Auf dem Flughafen Bratislava regiert 1990 das Nichts, ein paar Schokoriegel gibt es, Zigaretten aus irgendeinen fernen Land, Marlboro aus Bulgarien oder so, echte Beuschelreißer wie die Wiener zu sagen pflegen. Langsam füllt sich der Warteraum und die Leute drängen zum Fenster, wo is er denn, unser Flieger.Welcher wird es denn sein?
Ich kenne das alles, zünde mir eine Zigarette an und warte bis uns gelangweilte hübsche Flugbegleiterinnen in den Flieger bringen.
Die Iljuschin 62 ist verdammt laut, schlecht gedämmt, mit einem Nickerchen wird es nichts, auch weil die Stewardessen bereits die Tabletts mit dem Essen austeilen und sofort zieht Schweinsbraten- mit Sauerkrautduft vermischt durch den Flieger.
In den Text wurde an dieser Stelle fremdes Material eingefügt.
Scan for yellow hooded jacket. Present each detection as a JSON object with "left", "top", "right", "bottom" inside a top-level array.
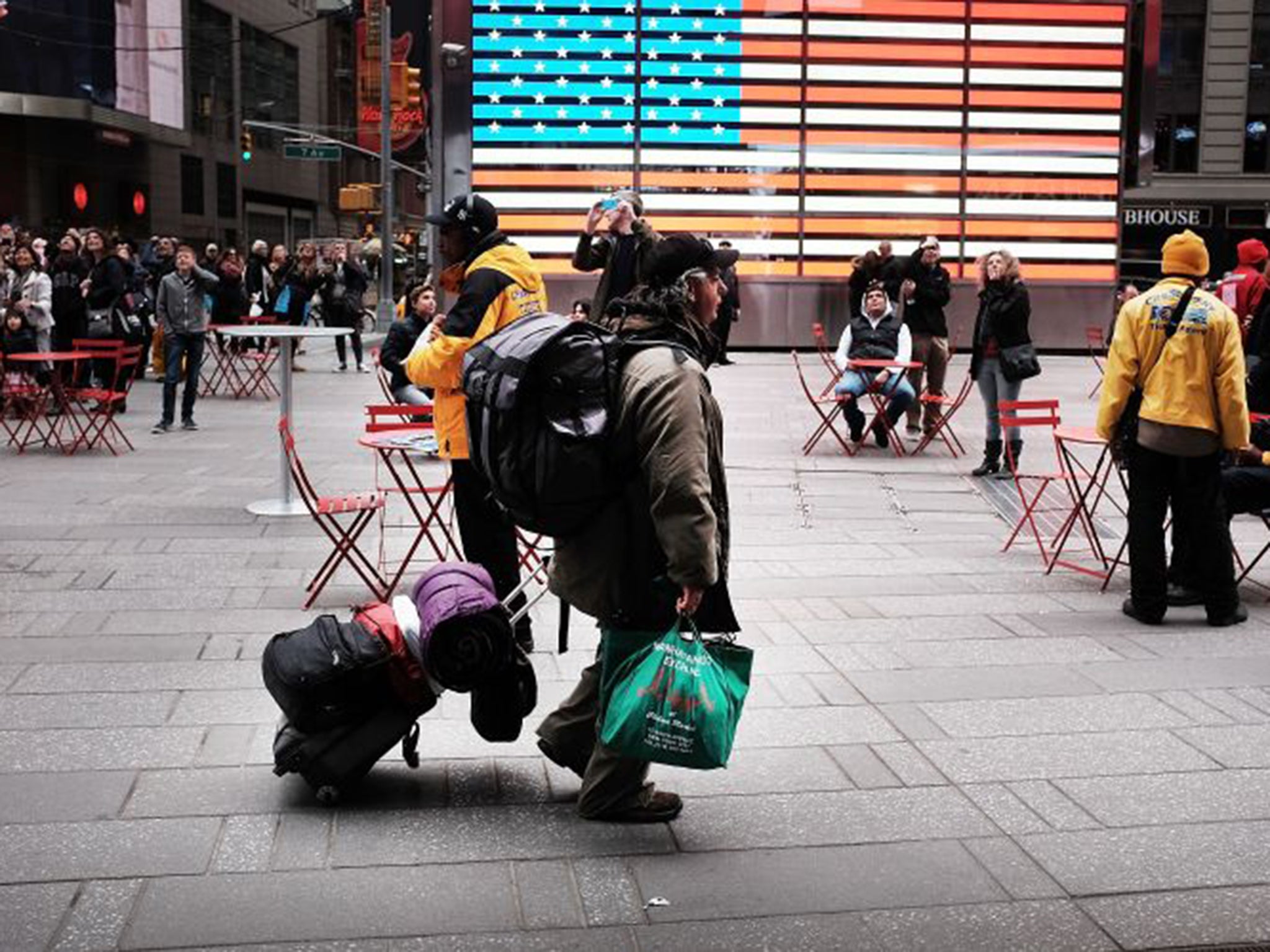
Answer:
[
  {"left": 405, "top": 236, "right": 548, "bottom": 459},
  {"left": 1099, "top": 278, "right": 1248, "bottom": 449}
]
Es gibt dieses Essen bei jedem Flug der CSA, Pilsner aus der Dose und Ausnahmezustand bei den Erstfliegern.
Ich ziehe den Alufoliendeckel gar nicht ab, lasse alles so wie sie es hingestellt haben, während mein Nachbar geräuschvoll seinen Alubehälter in Rekordzeit leert, sich dabei Kraut auf das Hemd patzt und trotzdem irgendwie unzufrieden zu mir herüber schielt. Möchten sie meine Portion auch, frage ich scheinheilig und er stimmt freudig zu. Nochmals zwei Schnitten Schweinsbraten, Knödel Kraut und Bier. Ich hoffe er speibt bei der Landung nicht und wenn schon, dann nach vorne.
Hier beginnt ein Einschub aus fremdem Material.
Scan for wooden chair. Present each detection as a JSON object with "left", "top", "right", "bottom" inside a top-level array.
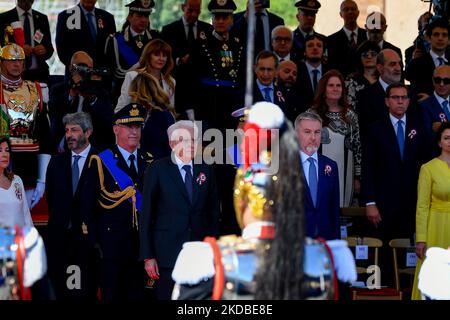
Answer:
[
  {"left": 389, "top": 238, "right": 416, "bottom": 294},
  {"left": 346, "top": 237, "right": 403, "bottom": 300}
]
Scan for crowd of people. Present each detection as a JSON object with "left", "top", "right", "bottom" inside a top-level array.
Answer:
[{"left": 0, "top": 0, "right": 450, "bottom": 301}]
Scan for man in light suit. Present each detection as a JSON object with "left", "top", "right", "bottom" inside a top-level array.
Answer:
[
  {"left": 139, "top": 121, "right": 219, "bottom": 300},
  {"left": 295, "top": 112, "right": 340, "bottom": 240},
  {"left": 0, "top": 0, "right": 54, "bottom": 83},
  {"left": 45, "top": 112, "right": 97, "bottom": 300}
]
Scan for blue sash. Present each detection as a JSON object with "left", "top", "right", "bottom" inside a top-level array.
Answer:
[
  {"left": 98, "top": 149, "right": 142, "bottom": 211},
  {"left": 116, "top": 33, "right": 139, "bottom": 68}
]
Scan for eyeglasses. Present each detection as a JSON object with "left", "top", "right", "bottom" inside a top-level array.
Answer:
[
  {"left": 361, "top": 50, "right": 378, "bottom": 58},
  {"left": 433, "top": 77, "right": 450, "bottom": 85},
  {"left": 389, "top": 96, "right": 409, "bottom": 101},
  {"left": 273, "top": 37, "right": 292, "bottom": 42}
]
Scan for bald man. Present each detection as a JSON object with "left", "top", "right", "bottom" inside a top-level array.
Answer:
[{"left": 420, "top": 65, "right": 450, "bottom": 152}]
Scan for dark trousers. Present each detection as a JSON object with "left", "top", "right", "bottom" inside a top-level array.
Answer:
[
  {"left": 100, "top": 259, "right": 148, "bottom": 301},
  {"left": 155, "top": 268, "right": 175, "bottom": 300}
]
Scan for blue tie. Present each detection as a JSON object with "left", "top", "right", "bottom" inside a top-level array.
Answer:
[
  {"left": 308, "top": 157, "right": 317, "bottom": 206},
  {"left": 263, "top": 87, "right": 272, "bottom": 102},
  {"left": 397, "top": 120, "right": 405, "bottom": 159},
  {"left": 86, "top": 12, "right": 97, "bottom": 41},
  {"left": 72, "top": 155, "right": 81, "bottom": 194},
  {"left": 183, "top": 164, "right": 193, "bottom": 202},
  {"left": 442, "top": 100, "right": 450, "bottom": 121},
  {"left": 312, "top": 69, "right": 319, "bottom": 92}
]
Ich besuche die Mitreisenden meiner Gruppe, ich bin ja ihr Reisebegleiter. Die Formulare füllen sie aus, die Visa haben sie griffbereit, sie bieten mir Mehlspeise an und ich lehne dankend ab, der Bröselkuchen kratzt mich sicher noch ein Stunde und der Kaffee ist eine Qual, aber was macht man nicht alles um seine Langweile im Leben auszugleichen. Freundlich bittet mich die Stewardess, meinen Platz einzunehmen, wir sind fünfzehn Minuten vor Moskau. Sinkflug, Landung, mein Sitznachbar drängt raus, nimmt seinen Handkoffer und wurstet sich durch die Menge, er will rein in den Bus, es muss doch schnell gehen, aber hier geht alles seinen gelangweilten Gang. Ich bin der Letzte im Bus, bleibe bei der Tür stehen und bevor die Anderen noch mitbekommen, dass sie aussteigen sollen bin ich schon bei der Kontrolle, gewusst wie. Ich brauche den Vorsprung, die Suche nach der Reiseleiterin macht es nötig. Sie hält ein Schild mit Avstrija, Gott sei Dank, sie ist da, ich winke und nehme sie mit zu den Leuten der Gruppe.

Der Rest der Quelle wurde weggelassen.